Posted on 04/03/2003 6:25:58 PM PST by honway

A Maryland minister was barred from giving the opening prayer in the state Senate after he refused to drop a reference to Jesus.

The Rev. David N. Hughes of the Trinity and Evangelical Church of Adamstown, Md., intended to round out his invocation yesterday with the line, "In Jesus' name, Amen." But the sergeant at arms – on the orders of Senate President Thomas Mike Miller Jr. – shut the reverend out of the body's chambers.

Miller issued the orders after two Jewish lawmakers threatened to stage a boycott of the legislative session if the phrase was not removed.

"I'm shocked by the response. I've never had this happen in 26 years," Hughes told the Frederick News-Post. "It just makes me feel that they've taken away my right as an American to pray, and this is the seat of government, and that's scary."

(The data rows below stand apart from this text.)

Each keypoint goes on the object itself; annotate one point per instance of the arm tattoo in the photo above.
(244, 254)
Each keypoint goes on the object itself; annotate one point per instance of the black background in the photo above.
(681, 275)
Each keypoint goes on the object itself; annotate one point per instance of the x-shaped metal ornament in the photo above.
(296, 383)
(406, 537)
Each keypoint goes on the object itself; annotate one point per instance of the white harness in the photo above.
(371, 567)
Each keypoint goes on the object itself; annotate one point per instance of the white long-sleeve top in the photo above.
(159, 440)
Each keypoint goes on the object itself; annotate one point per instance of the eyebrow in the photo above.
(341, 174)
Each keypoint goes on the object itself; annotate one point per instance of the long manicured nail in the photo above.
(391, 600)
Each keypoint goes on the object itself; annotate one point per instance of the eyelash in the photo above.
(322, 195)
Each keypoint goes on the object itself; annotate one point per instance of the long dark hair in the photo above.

The pastor – a Vietnam veteran – was invited to give the prayer by Republican Sen. Alex Mooney. Hughes was Mooney's fourth guest. The other three were Jewish rabbis.

Opening up legislative sessions with prayer is a longstanding tradition in Maryland, as it is in states across the country. Mooney told WorldNetDaily no one had been barred from giving an invocation before. He sees irony in yesterday's "censorship."

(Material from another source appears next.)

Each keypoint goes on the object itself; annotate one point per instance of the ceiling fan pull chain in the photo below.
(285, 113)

Maryland state Republican Rep. Alex Mooney

"We were the first state to address religious tolerance in our state charter," he told WorldNetDaily. "This just shows a lack of tolerance for peoples' religious views."

Mooney recalled numerous instances of invocations referencing Jesus throughout the four years that he has been in office.

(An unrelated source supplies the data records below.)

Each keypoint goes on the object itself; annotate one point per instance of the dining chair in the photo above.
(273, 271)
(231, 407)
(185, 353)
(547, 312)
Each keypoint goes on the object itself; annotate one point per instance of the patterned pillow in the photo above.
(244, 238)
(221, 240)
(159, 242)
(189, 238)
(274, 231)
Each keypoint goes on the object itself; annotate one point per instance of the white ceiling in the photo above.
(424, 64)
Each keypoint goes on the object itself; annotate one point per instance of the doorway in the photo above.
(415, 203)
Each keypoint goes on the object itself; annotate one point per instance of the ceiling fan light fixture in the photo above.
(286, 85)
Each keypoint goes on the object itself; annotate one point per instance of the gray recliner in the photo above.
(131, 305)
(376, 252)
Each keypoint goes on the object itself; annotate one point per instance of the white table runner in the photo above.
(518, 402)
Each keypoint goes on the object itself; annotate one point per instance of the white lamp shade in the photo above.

But at the beginning of the session this year, a string of invocations by Baptist preachers invoking the name Jesus Christ sparked debate on the issue. Miller appealed to lawmakers for tolerance and urged they stick to guidelines that call for invocations to be of an ecumenical nature and respectful of all faiths.

Webster's New World Dictionary defines ecumenical as "promoting cooperation or better understanding among differing religious faiths."

Since the debate, the Senate clerk screens prayers ahead of time and flagged the written text submitted by Hughes.

When Sens. Ida Ruben and Gloria Hollinger – both of whom are Jewish – heard of the reference, they asked Mooney to strike it.

"I said, 'Hey, I'll let him pray however he wants to pray. I'm not going to censor him and tell him how he needs to pray,'" Mooney told WND.

Ruben told the Frederick News-Post she then urged Hughes to substitute "messiah" for Jesus, telling him the reference could offend non-Christians and goes against the guidelines.

Neither Ruben nor Miller returned calls seeking comment.

"This is part of my faith," Hughes responded, according to Mooney. "The Gospel says when you pray, pray in Jesus' name."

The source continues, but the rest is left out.